(Québec) Carl Girouard ne pouvait distinguer le bien du mal au moment de tuer des passants innocents avec un sabre, car il a été victime d’un délire schizophrénique, a déclaré au tribunal le psychiatre Gilles Chamberland vendredi.

« Si ce n’est pas un délire, je ne sais pas ce que c’est ! Il a couru après des personnes désarmées avec un sabre, se pensant courageux. Et il était convaincu que les gens reconnaîtraient son courage », a dit ce psychiatre de l’Institut Philippe-Pinel.

Le DChamberland s’est entretenu avec le tueur au sabre du Vieux-Québec à la demande de son avocat. Il a aussi épluché des rapports d’autres experts produits dans l’enfance de Girouard.

Sa conclusion ? Le tueur n’est ni narcissique ni sadique, mais plutôt dans le spectre de l’autisme, un schizophrène victime d’un délire grandiose nourri par les jeux vidéo, qui a pris de plus en plus de place dans sa tête jusqu’au passage à l’acte.

« Pour lui, il faut être dans un monde sans technologie, sans voiture, chacun pour soi comme si on était des survivants », a noté le psychiatre.

« On peut penser qu’il invente ça… Mais c’est pas mal ça, un délire. C’est de la maladie, c’est un délire. Sinon, ça va être difficile d’expliquer qu’un individu dise des choses comme ça. »

L’expert de la défense a commencé son témoignage en parlant d’une évaluation du DHubert Van Gijseghem réalisée au moment de la séparation des parents de Carl Girouard. Il devait évaluer leur capacité parentale, mais le psychologue a surtout été frappé par la personnalité de l’enfant de 12 ans.

« Dès 12 ans, le psychologue constate qu’il est rigide dans ses idées, très formel. Il manque de sensibilité sociale et son contact est un peu robotique », a raconté aux jurés le DChamberland.

Le psychologue trouve chez le jeune Girouard « une problématique intrapsychique très importante », un potentiel agressif et impulsif, des idées morbides. « C’est une pathologie », ajoute le DChamberland.

Puis, dès 16 ans, l’idée de tuer des gens avec un sabre surgit dans la tête de Girouard. C’est le début du délire, selon Gilles Chamberland. « Il avait comme un personnage. Ce n’est pas encore deux Carl. La maladie n’a pas encore tout structuré ça. Plus ça va avancer, plus ça va devenir deux lui. »

La pandémie a tout fait basculer

Les « deux Carl » arrivent à cohabiter un moment. Il occupe différents emplois, reste fonctionnel malgré son délire. « Pendant des années, le côté sain a été capable d’ignorer le délire. »

Le jeune homme est toutefois isolé. Il n’a pas d’amis. Il n’a jamais eu de relations sexuelles. Il achète 20 sabres au fil du temps et dépense 2500 $ en masques de toutes sortes.

Mais en mars 2020, à la faveur de la pandémie, Girouard quitte son travail, demande l’assurance-emploi et se réfugie dans des jeux vidéo d’épées.

« C’est là que ça bascule. À partir du moment où il arrête de travailler, il reçoit des prestations d’assurance-chômage, il reste à la maison, ne fait que jouer aux jeux vidéo. »

Il devient de plus en plus convaincu qu’il doit tuer des innocents le soir de l’Halloween dans le Vieux-Québec. Quand il apprend que ce sera soir de pleine lune, il décide de passer à l’acte. « Quand il délire, il ne peut pas s’en rendre compte », a lancé le psychiatre.

Girouard reste calme durant sa cavale morbide et l’est tout autant durant son arrestation. Il garde le silence pendant cinq heures lors de son interrogatoire. Ces comportements ne sont pas incompatibles avec un délire, selon le DChamberland.

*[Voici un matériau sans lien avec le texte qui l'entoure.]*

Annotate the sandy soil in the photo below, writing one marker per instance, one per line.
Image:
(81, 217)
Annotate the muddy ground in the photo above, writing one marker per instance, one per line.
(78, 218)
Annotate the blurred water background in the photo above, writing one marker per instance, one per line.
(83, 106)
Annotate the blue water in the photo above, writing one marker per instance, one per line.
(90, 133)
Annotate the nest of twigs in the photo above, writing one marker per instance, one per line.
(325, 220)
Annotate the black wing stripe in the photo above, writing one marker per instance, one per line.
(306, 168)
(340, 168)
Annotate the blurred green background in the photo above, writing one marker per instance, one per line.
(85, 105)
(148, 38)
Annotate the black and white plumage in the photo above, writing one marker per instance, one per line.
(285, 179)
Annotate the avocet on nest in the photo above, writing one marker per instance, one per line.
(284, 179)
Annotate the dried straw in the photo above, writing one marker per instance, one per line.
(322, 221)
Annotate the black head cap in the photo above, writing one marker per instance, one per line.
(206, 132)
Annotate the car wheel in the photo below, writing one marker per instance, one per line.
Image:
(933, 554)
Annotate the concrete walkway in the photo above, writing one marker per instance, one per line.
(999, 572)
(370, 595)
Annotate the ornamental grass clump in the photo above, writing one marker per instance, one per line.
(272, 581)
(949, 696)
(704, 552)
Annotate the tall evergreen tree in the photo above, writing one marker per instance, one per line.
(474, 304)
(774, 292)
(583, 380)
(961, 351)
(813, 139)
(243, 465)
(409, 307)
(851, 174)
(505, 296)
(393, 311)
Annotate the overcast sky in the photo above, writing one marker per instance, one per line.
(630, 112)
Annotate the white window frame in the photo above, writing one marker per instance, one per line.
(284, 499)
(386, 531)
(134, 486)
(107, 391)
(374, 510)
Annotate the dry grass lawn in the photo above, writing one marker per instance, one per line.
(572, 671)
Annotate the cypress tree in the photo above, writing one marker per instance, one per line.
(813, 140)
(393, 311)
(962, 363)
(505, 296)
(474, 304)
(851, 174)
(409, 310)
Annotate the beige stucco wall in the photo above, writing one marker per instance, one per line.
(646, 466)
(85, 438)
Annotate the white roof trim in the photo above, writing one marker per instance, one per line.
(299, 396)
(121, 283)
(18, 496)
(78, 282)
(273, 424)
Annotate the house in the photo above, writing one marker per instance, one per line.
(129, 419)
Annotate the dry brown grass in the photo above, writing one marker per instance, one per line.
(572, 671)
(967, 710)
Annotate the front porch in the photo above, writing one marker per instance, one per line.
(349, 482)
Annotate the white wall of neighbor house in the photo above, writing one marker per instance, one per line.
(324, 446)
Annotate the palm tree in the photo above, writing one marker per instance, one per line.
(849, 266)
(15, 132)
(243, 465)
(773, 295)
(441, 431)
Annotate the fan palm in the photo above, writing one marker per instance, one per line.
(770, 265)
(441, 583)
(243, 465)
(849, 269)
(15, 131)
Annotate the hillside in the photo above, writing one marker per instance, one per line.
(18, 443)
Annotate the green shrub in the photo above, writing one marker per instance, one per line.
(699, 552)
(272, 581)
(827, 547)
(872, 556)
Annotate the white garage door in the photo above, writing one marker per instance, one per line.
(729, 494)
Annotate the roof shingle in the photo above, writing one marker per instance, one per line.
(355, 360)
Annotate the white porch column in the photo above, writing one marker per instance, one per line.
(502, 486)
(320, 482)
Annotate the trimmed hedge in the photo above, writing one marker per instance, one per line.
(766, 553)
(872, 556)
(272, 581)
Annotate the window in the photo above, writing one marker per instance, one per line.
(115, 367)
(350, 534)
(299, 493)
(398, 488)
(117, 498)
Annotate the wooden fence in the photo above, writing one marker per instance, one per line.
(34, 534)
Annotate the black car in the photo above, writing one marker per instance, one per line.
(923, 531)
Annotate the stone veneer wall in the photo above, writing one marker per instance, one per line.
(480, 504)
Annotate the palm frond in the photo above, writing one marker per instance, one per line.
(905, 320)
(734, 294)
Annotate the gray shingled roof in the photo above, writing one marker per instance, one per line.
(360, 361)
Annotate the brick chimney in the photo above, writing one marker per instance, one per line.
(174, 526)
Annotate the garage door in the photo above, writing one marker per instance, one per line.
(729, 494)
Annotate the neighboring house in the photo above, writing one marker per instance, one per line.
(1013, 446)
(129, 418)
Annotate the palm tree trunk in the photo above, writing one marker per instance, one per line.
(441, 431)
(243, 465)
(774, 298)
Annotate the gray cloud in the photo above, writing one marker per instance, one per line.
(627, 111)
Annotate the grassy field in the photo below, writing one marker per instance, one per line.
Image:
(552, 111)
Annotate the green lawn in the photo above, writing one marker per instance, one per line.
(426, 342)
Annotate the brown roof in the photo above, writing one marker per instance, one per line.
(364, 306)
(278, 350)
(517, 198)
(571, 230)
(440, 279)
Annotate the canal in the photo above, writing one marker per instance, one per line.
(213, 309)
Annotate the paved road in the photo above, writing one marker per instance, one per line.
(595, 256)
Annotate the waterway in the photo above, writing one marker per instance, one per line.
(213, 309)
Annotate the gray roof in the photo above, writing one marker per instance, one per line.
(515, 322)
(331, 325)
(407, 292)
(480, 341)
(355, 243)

« C’est quelqu’un qui n’est pas capable d’avoir des émotions. Il a des sensations. On peut le trouver froid, mais il est comme ça », a-t-il dit, rappelant que selon lui, il est dans le spectre de l’autisme.

Le DChamberland témoignait pour la défense, qui avance que le tueur n’est pas responsable de ses gestes, car il souffre de troubles mentaux. La Couronne va le contre-interroger lundi au palais de justice de Québec, et entend présenter elle aussi l’expertise d’un psychiatre.

Carl Girouard est accusé de deux meurtres au premier degré et de cinq tentatives de meurtre.